Below the coffee planations and bamboo forests, Venezuela’s cattle plains stretch to the horizon like a placid sea.

The impact on his pocket has been impressive, said Valera, who often hosts groups of students or bird-watching aficionados and charges about $17 per person for full board accommodation.

“We were looking for an alternative income,” said Valera, who runs the coffee farm with his mother and two brothers. “Now we earn about 50 percent more than when we just cultivated coffee.”

Valera’s inn is part of a chain of "mucuposadas" ("mucu" means "home" in the local indigenous language) set up by the local conservation NGO Andes Tropicales. The aim is to create a form of tourism that gives money back directly to locals.
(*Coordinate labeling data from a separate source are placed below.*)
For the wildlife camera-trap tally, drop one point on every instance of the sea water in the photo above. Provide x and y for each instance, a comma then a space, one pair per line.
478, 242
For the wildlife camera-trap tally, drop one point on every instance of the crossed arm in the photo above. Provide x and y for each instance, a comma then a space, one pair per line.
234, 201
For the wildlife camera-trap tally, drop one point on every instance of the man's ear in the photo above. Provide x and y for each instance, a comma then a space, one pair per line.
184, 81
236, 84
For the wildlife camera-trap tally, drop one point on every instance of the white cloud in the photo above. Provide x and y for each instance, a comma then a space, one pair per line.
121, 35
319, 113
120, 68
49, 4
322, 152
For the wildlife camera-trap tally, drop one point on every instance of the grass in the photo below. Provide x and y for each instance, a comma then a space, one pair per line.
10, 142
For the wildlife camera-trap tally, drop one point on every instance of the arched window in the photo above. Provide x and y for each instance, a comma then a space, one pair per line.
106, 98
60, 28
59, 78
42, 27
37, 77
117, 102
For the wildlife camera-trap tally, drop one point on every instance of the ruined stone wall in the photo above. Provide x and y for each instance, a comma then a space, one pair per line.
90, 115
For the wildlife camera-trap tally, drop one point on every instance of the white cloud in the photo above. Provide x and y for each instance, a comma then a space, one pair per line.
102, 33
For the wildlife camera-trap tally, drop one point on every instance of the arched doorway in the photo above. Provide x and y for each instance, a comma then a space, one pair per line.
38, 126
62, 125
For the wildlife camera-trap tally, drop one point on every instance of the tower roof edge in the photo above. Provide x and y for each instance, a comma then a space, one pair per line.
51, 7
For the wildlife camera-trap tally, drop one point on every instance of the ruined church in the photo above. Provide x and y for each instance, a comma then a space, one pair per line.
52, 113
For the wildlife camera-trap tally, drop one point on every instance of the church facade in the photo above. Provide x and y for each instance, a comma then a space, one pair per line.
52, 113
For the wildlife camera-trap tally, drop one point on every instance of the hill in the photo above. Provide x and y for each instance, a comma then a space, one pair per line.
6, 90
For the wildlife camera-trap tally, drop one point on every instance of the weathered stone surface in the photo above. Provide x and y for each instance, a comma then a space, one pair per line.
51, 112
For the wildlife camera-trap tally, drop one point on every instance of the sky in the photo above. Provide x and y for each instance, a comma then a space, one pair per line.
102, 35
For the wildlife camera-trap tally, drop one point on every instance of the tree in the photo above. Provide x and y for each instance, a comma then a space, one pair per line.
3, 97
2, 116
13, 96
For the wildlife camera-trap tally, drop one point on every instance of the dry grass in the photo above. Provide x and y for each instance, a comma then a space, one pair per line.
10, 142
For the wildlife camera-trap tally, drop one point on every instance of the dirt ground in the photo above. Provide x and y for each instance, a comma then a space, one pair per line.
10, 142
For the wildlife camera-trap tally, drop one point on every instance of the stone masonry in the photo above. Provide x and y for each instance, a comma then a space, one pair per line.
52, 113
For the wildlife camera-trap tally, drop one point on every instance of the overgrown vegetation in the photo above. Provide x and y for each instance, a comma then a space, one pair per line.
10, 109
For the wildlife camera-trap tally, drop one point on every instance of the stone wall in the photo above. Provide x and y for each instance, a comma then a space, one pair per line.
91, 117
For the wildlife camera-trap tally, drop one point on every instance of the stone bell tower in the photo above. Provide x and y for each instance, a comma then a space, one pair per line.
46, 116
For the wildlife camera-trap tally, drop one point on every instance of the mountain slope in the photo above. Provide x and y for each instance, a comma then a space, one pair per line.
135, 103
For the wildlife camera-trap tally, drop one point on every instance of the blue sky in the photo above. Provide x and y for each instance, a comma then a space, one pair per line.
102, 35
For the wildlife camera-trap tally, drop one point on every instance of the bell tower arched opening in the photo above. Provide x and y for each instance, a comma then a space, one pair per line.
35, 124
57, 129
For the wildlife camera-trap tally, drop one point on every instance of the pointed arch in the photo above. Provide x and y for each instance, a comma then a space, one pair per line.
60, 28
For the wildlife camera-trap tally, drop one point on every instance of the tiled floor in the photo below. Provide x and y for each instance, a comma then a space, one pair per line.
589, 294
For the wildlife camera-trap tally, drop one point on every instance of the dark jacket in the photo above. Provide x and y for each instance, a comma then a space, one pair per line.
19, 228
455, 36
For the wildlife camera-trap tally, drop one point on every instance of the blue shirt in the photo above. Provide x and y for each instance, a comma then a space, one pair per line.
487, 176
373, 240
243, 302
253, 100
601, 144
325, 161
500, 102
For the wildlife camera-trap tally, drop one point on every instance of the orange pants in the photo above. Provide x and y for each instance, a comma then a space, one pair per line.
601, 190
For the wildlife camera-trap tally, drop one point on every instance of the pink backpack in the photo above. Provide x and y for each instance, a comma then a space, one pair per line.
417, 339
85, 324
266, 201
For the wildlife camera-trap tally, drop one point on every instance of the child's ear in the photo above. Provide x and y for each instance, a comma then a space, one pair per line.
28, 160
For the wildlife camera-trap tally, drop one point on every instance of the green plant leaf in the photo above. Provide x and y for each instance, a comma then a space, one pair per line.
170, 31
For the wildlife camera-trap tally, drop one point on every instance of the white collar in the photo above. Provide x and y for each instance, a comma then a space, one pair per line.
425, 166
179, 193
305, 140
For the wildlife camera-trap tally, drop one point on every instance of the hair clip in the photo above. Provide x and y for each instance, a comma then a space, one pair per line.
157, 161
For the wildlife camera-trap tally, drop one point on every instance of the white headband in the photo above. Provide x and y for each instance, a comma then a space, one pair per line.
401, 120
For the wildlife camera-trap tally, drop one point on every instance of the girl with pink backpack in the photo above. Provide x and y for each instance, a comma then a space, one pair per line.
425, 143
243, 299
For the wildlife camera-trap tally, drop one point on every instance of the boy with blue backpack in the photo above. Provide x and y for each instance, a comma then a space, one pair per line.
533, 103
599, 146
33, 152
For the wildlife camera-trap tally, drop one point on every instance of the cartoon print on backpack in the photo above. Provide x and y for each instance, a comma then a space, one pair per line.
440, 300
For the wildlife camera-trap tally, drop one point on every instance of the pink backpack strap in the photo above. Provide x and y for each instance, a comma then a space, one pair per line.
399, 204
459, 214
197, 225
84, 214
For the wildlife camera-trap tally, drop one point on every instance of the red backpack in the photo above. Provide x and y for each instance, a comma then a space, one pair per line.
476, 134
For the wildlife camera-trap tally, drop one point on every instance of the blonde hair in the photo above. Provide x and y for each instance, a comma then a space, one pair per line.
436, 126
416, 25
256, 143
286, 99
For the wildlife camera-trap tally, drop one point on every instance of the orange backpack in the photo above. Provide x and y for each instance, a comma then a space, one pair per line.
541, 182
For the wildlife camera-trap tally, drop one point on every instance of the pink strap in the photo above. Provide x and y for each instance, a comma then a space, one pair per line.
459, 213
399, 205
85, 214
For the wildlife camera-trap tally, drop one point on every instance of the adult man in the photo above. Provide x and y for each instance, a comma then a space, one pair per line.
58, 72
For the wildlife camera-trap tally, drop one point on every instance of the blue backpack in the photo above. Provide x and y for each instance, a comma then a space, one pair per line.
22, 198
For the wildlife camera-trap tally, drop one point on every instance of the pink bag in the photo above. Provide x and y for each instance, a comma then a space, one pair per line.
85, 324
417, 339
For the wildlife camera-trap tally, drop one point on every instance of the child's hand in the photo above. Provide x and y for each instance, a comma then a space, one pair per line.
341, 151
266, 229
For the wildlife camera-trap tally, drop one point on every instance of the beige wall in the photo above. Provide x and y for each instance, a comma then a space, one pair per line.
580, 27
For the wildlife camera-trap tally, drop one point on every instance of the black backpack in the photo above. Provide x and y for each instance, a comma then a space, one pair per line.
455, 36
But most importantly, mucuposadas are a way of promoting a new form of tourism that guarantees the area’s cultural and environmental integrity, said Marie Christine Martin, program director at Andes Tropicales in Merida. It's a form of tourism that has been gaining popularity since the late 1980s and has become particularly prevalent in Latin America whose countries boast a rich biodiversity.

“As a tourist you will penetrate a world that would be much more difficult to access if you stayed in any old inn that offers nothing more than lodging,” said Martin. “You share with the family their culture and an affinity with nature.”

At mucuposadas, the hosts act as guides and introduce guests to traditional food.

Andes Tropicales has set up 21 such inns across the Andean region of Venezuela. In Calderas, an important coffee growing region, the idea is to link it with Niquitao, a small village in the foothills of the Andean mountains which has succeeded in preserving much of its colonial architecture.

In eight hours hikers can walk between mucuposadas in Calderas and Niquitao by crossing over a moor.

By opening up new areas of the Andes to tourism, Andes Tropicales hopes to relieve some of the environmental pressure that is placed on traditionally popular areas in Merida state.

In Calderas and Niquitao, Andes Tropicales has also begun an initiative to promote the cultivation of shade-grown coffee. For some years now coffee growers in the region have been moving toward the more commercially profitable sun-grown coffee.

Shade-grown coffee requires more trees, which stimulates water levels and boosts birdlife, said Anselmo Berrios, a coffee farmer from Calderas who recently converted his plantation to organic methods with help from Andes Tropicales.

Since joining the Cafe del Bosque program Berrios has learned how to make his own fertilizer from local plants and has taken out a small loan with the NGO to buy a machine for drying his coffee beans.

He hopes to earn extra income by charging for guided tours of his coffee farm. The project now has its own brand of coffee that is sold at the mucuposadas.

Battone Pujol signed up to the mucuposadas program two years ago. His home in Niquitao dates back to at least 1880, though he thinks it could be older still.

As this Andean village’s historian, preserving local culture is important for him. That’s why he was particularly pleased when Andes Tropicales loaned him an architect to advise how to convert his home into an inn while preserving its original details.

“We have not lost the customs and traditions that we have,” he said. “The constant fight is to make sure that is not lost and is maintained because we understand that Niquitao has a great tourism potential — it has a special charm.”

Martin said that the benefits from the programs are already visible: families have been able to add an extra bathroom in their home or build a septic tank.

But some of the gains have been less tangible. Martin believes one of the most significant changes is that local families have learned a new appreciation for the natural and cultural treasures they are sitting on.

“Today those families we have been working with have gained empowerment from all of this and they are more aware of the value of everything they have — and they feel proud to have it,” she said.